Researchers harness body's natural defenses to fight a range of illnesses

Jamie Spangler oversees a lab of 33 scientists at Johns Hopkins who are developing new, targeted treatments that harness the power of the immune system.

With the backing of the National Institutes of Health, Spangler and her team use the body's natural resources—its cytokines, antibodies, antigens, and T cells—to fight infectious diseases and cancer, as well as to stop or reverse the development of autoimmune disorders like multiple sclerosis, type 1 diabetes, rheumatoid arthritis, and colitis.

But "a cloud of uncertainty" hangs over the research community now amid threats to NIH funding, says Spangler, an associate professor in the Department of Biomedical Engineering and the Department of Chemical & Biomolecular Engineering at Johns Hopkins University's Whiting School of Engineering and School of Medicine.

"The NIH cuts have created tremendous anxiety," she says of a recent announcement by NIH that it planned to curtail its funding support for research by capping reimbursements for essential expenses known as indirect costs. "Indirect costs help keep the lights on in our lab, while paying for the administrative support, technology, and equipment it takes to do our work."

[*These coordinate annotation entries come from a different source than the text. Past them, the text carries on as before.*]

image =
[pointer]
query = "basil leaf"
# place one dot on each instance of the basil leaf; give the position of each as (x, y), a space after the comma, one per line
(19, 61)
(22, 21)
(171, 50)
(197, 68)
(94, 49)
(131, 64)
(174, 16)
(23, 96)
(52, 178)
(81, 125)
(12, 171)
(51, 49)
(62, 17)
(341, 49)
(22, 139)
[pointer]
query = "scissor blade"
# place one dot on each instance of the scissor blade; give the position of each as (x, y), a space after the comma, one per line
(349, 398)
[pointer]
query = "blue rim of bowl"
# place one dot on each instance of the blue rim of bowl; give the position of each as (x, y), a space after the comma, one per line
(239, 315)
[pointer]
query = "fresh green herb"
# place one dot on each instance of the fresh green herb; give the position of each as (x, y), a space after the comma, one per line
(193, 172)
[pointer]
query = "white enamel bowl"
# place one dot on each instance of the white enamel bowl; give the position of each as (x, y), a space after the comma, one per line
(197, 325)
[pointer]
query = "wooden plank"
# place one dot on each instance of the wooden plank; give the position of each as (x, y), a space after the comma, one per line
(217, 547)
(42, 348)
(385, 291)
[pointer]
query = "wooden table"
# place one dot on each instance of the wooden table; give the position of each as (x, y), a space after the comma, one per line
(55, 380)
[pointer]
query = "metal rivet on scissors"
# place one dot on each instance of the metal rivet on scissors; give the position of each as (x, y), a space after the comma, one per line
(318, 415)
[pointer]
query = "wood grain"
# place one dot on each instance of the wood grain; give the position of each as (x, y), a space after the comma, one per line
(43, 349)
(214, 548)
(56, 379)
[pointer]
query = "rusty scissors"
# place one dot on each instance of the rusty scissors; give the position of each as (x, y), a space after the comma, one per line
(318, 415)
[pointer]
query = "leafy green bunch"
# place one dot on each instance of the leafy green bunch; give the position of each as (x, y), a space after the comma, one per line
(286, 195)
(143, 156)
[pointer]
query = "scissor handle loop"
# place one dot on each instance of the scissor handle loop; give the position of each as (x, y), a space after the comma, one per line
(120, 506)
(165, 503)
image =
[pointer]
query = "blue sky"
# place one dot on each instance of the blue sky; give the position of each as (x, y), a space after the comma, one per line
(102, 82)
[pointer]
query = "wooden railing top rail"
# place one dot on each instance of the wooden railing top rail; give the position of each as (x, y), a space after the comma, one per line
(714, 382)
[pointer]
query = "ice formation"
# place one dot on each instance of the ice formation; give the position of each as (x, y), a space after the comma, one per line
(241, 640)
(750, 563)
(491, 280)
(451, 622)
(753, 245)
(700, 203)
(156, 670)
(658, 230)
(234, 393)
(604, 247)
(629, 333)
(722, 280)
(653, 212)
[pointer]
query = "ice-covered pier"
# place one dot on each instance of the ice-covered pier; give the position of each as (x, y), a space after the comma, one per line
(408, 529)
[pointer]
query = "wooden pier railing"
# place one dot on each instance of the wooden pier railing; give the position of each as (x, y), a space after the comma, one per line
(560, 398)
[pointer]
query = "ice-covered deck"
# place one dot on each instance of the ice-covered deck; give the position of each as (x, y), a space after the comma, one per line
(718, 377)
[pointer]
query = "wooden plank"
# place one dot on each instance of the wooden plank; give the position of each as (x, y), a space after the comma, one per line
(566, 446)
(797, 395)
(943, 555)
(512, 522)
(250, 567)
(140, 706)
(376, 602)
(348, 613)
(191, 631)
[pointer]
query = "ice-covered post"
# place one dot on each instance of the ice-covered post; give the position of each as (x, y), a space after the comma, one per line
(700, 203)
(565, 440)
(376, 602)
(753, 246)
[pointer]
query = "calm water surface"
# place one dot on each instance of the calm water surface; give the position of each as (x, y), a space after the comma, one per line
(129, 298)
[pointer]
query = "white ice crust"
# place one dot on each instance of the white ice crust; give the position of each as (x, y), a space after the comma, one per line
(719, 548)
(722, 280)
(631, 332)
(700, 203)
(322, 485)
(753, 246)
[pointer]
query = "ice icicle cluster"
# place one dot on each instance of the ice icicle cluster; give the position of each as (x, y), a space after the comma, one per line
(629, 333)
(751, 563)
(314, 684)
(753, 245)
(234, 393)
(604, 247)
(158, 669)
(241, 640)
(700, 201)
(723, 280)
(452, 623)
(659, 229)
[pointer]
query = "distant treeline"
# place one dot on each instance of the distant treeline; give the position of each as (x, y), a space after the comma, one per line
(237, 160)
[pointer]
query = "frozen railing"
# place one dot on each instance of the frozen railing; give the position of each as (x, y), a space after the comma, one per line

An award-winning scientist, Spangler and her team work at the forefront of immunoengineering, an emerging field that experts say is revolutionizing how complex diseases are treated. The lab uses an interdisciplinary approach at the interface of engineering, biology, and medicine to rewire the immune system in order to ward off disease. As Spangler puts it, "we use and manipulate molecules and proteins that exist in nature to reprogram aspects of our biology to intervene and reverse the disease process."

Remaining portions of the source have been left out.